570- Başın tamamı bilerek suya daldırılır ama saçların bir kısmı dışarıda kalırsa, farz ihtiyat gereği oruç bozulur.
871- Başın tamamının suya girip girmediğinden şüphe edilirse oruç bozulmaz.
872- Elinde olmadan gayriihtiyari şekilde suya düşüp başının tamamı suya dalan veya zorla başının tamamı suya sokulan oruçlu kimsenin orucu bozulmaz; ancak başını hemen sudan çıkarmalıdır. Aynı şekilde oruçlu olduğunu unutan ve başını suya daldıran kimsenin de orucu batıl olmaz. Fakat oruçlu olduğunun farkına varır varmaz başını sudan çıkarmalıdır.
873- Başa su dökmek veya duşun altında durmak orucu batıl etmez.
Orucu Bozan Şeylerle İlgili Bazı Hükümler
874- Yeme, içme vb. yukarıda saydığımız orucu bozan şeylerden birini yapan kimsenin orucunun batıl olması, bunları bilerek ve isteyerek yapması durumunda söz konusudur. Ama eğer bilerek yapmazsa, mesela ayağı kayıp suya düşer ve başı tamamen suya dalarsa veya oruç olduğunu unutarak bir şey yerse ya da zorla boğazına bir şeyler dökerlerse orucu bozulmaz.
875- Orucu bozan şeylerden birini yanlışlıkla yapan kimse, orucunun batıl olduğunu düşünerek orucu bozan şeylerden birini bilerek tekrar yaparsa orucu batıl olur.
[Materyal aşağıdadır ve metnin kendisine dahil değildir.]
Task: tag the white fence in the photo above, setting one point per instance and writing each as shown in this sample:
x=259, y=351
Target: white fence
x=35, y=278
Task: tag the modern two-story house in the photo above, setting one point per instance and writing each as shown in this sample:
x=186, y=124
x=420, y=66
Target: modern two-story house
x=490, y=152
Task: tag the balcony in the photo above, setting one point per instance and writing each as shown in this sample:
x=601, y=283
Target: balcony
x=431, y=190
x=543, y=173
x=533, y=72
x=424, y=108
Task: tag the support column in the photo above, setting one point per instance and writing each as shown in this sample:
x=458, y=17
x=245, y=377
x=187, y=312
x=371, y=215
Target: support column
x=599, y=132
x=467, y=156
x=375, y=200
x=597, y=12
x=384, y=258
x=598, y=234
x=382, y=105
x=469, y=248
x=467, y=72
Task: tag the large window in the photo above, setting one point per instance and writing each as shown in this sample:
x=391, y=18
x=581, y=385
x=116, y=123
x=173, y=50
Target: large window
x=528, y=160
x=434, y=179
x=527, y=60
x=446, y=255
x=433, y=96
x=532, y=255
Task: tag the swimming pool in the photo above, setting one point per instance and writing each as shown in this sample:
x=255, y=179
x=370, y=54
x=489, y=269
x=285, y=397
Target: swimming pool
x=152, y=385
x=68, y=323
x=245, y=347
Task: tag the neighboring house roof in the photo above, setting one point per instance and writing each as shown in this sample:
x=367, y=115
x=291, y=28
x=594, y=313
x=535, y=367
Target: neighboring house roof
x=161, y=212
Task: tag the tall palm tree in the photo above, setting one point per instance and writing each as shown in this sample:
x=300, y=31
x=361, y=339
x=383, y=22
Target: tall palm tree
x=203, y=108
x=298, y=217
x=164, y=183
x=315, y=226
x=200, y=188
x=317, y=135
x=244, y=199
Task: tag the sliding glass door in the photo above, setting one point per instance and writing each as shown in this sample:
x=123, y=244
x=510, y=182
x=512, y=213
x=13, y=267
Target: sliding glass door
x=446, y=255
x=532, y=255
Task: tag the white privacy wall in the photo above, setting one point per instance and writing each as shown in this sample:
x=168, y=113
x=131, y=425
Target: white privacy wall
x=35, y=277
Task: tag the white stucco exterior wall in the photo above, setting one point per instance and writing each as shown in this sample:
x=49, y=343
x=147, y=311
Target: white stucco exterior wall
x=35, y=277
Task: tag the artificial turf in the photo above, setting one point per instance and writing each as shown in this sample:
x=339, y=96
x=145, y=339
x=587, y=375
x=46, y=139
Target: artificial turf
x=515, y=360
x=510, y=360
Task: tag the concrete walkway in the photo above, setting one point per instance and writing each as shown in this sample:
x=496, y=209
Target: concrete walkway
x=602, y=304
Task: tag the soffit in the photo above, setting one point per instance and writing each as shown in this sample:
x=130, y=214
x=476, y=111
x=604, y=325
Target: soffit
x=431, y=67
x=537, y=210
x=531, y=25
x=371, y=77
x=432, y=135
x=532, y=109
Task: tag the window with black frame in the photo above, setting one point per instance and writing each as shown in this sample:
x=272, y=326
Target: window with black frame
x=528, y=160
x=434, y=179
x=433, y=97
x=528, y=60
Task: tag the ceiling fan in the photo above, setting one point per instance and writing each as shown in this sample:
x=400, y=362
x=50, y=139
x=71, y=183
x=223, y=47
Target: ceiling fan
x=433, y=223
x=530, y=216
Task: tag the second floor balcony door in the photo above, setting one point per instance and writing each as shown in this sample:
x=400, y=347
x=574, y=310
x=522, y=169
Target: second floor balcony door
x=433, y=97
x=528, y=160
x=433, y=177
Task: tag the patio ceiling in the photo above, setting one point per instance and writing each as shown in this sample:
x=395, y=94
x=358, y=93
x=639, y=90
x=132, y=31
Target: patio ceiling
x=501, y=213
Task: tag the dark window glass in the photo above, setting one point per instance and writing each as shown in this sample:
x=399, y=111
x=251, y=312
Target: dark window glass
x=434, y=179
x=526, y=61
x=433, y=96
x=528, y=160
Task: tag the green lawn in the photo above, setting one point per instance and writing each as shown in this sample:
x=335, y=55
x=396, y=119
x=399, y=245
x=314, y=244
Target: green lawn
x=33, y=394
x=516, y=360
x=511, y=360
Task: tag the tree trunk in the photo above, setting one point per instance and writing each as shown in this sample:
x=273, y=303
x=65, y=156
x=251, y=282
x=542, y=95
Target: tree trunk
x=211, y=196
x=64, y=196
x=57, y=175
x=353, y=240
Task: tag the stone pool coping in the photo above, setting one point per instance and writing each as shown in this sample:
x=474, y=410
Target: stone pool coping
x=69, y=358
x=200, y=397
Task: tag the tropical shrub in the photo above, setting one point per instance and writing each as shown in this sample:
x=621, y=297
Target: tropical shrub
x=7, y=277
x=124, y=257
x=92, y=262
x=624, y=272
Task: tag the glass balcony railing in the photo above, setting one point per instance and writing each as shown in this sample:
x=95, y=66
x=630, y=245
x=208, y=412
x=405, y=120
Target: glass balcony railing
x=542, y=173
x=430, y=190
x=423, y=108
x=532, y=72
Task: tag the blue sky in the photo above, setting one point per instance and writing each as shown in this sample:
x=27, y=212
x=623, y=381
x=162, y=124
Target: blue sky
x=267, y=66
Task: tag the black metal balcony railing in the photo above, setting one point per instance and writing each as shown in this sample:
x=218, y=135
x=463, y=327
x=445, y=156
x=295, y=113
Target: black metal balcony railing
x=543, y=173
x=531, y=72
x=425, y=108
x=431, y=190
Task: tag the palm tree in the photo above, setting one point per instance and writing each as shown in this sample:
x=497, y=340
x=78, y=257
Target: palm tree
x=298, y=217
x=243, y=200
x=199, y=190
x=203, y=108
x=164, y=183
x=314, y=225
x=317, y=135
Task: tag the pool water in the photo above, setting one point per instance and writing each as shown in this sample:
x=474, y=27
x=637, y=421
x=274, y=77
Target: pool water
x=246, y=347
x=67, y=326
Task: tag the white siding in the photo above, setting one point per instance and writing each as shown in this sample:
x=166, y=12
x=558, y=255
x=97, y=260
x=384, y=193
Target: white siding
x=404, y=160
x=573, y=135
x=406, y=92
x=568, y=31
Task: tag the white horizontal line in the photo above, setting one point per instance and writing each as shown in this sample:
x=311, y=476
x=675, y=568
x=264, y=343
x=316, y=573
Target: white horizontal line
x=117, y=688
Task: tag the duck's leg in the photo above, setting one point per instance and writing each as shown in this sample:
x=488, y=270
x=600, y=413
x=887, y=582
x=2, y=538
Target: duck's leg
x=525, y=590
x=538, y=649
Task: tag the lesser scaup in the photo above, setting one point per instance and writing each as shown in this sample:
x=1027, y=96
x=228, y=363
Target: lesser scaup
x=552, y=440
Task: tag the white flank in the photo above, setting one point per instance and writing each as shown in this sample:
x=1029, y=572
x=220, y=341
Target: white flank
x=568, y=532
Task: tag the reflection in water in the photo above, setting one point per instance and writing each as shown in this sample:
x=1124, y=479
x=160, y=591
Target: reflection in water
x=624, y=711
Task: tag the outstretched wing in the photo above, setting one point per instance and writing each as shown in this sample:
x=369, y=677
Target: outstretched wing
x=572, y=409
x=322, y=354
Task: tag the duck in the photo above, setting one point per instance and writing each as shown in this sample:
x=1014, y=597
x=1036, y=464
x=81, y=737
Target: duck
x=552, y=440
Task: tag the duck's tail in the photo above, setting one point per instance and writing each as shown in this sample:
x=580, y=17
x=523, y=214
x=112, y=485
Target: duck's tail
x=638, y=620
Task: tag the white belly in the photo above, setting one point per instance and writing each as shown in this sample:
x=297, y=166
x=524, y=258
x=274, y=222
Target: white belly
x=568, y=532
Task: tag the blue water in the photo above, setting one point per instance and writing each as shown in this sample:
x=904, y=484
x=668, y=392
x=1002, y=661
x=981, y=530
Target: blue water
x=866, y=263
876- Oruçlu kimseyi orucu bozan şeylerden birini yapmaya zorlarlarsa, örneğin yemek yemediği takdirde canına veya malına zarar vermekle tehdit ederler, o da söz konusu zararı defetmek için kendi elleriyle yemek yerse orucu batıl olur.
877- Orucu bozan şeylerden birinin yapılıp yapılmadığından şüpheye düşülürse, mesela ağza alınan suyun yutulup yutulmamasından şüphe edilirse oruç sahihtir.